I was taught that if you don't believe it is perfect, it can be fundamentally questioned, and therefore isn't worth putting your faith into. Is this something you reconciled or does it not affect you?

I don't see the Bible as something I "put my faith into".  I regard that sort of religion as a form of idolatry: the idea that the Word of God could be reduced down to human language strikes me as absurd, particularly as the supposed God-man Jesus never said "now all you blokes better write this stuff down, word-for-word."  he wasn't thinking like that.

I read the Bible as a

1) the doctrine of creation/fall in Genesis 1-3, which explains the human predicament as concisely as I have seen;

2) the spiritual struggle of "God's chosen people", Israel, who often were in tumult as a result of disruption from outside (even forgetting Egypt, we have the Babylonian Exile, then colonization by the Greeks and then the Romans);

3) the appearance (probably as a split-off disciple of John the Baptist) of Jesus of Nazareth, who both in his own incomplete way took on the Jewish cause as his own, attempting to fulfill the convenant, condemning the accomodationist Jewish power structure of his day as well as preaching the here-and-now, egalitarian revolutionary Kingdom of God; then being crucified by the Roman imperial power;

4) his "Resurrection", in whatever form it took, made his followers absolutely certain that he had passed though death and had a continued ontological existence as the Christ;

5) the NT appears as the early Christians grapple with what had happened and try to make record of it, with varying underlying motives, honesty, etc.

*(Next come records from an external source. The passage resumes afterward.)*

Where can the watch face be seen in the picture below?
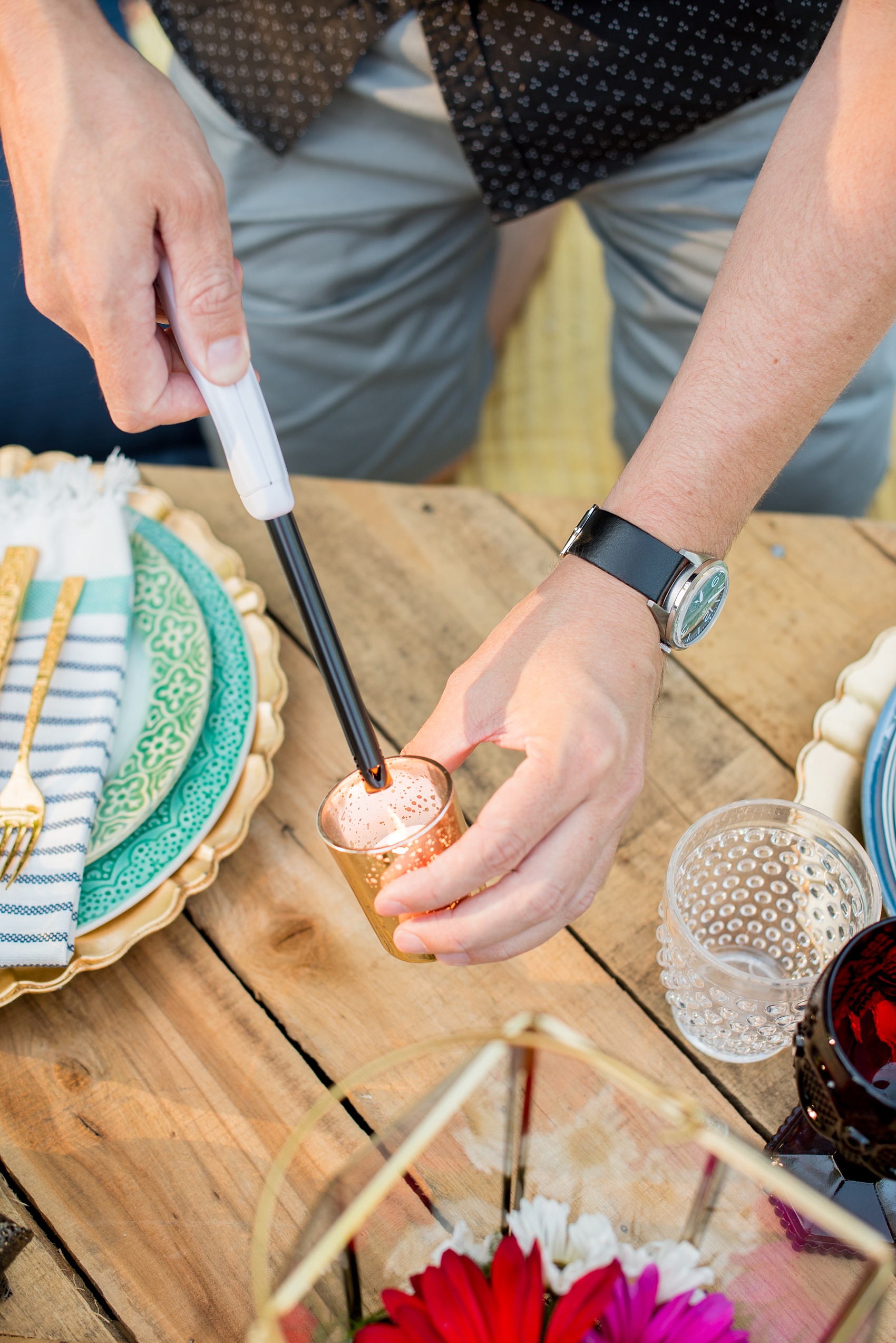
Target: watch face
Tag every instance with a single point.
(700, 605)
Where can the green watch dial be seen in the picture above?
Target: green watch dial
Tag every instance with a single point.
(700, 606)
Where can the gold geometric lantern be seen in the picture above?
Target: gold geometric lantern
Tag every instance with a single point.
(479, 1122)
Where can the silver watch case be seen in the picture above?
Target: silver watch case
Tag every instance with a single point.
(675, 602)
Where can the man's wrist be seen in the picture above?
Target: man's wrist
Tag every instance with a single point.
(603, 600)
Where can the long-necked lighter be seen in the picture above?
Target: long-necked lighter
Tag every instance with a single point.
(258, 469)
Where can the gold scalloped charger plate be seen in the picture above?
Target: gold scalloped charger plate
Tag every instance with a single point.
(223, 828)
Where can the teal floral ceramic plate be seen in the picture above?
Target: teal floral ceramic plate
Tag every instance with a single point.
(164, 700)
(178, 825)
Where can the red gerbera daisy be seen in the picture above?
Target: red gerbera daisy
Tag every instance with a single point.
(456, 1303)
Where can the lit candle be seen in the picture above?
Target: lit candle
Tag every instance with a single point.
(397, 837)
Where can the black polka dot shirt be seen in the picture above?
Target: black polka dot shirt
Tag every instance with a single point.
(544, 99)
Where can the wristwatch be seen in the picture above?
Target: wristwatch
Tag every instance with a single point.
(686, 591)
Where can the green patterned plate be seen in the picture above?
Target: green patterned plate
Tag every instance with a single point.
(164, 700)
(179, 824)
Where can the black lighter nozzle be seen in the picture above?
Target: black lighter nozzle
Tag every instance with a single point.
(328, 652)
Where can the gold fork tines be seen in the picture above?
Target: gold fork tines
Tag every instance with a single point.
(22, 806)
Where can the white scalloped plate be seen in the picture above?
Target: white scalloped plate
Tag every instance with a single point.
(829, 769)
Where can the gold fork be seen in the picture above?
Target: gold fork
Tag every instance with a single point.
(22, 806)
(15, 575)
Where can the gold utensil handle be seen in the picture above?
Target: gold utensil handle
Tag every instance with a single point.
(15, 575)
(66, 603)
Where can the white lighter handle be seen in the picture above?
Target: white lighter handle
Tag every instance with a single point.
(244, 425)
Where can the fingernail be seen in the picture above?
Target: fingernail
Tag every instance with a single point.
(226, 359)
(390, 909)
(409, 943)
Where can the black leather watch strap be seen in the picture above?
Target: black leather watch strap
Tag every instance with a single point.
(628, 554)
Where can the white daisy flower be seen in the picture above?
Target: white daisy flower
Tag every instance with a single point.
(464, 1243)
(569, 1252)
(676, 1263)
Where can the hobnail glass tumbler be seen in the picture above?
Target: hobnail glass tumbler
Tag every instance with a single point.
(759, 897)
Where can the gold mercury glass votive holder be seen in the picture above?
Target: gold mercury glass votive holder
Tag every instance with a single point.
(376, 836)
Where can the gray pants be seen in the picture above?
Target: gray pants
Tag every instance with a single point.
(368, 258)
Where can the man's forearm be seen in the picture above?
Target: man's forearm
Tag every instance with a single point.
(806, 292)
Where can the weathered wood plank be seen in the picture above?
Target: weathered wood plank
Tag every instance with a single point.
(415, 578)
(303, 944)
(49, 1300)
(700, 757)
(140, 1111)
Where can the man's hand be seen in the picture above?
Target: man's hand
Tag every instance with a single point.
(576, 691)
(108, 170)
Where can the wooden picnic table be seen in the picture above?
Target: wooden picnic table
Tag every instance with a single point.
(140, 1107)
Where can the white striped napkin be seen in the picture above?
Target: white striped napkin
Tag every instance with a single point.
(76, 519)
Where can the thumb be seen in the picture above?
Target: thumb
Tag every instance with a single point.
(207, 289)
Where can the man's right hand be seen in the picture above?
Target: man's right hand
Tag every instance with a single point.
(109, 170)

I don't put my faith into the Bible, but am fascinated by it and seek to live in continuity with its overarching story.  Jesus did say "all authority goes to me" (Mat 28:18) and the last thing the Resurrected Christ supposedly said in Acts 1 was "it's not for you to know the day or the hour, go on building the Kingdom along the four corners of the Earth".

so I don't spend a lot of time trying to harmonize an obviously polyphonic Bible, as if it only has one message.  my only rule is Jesus breaks ties, in cases of apparent contradiction.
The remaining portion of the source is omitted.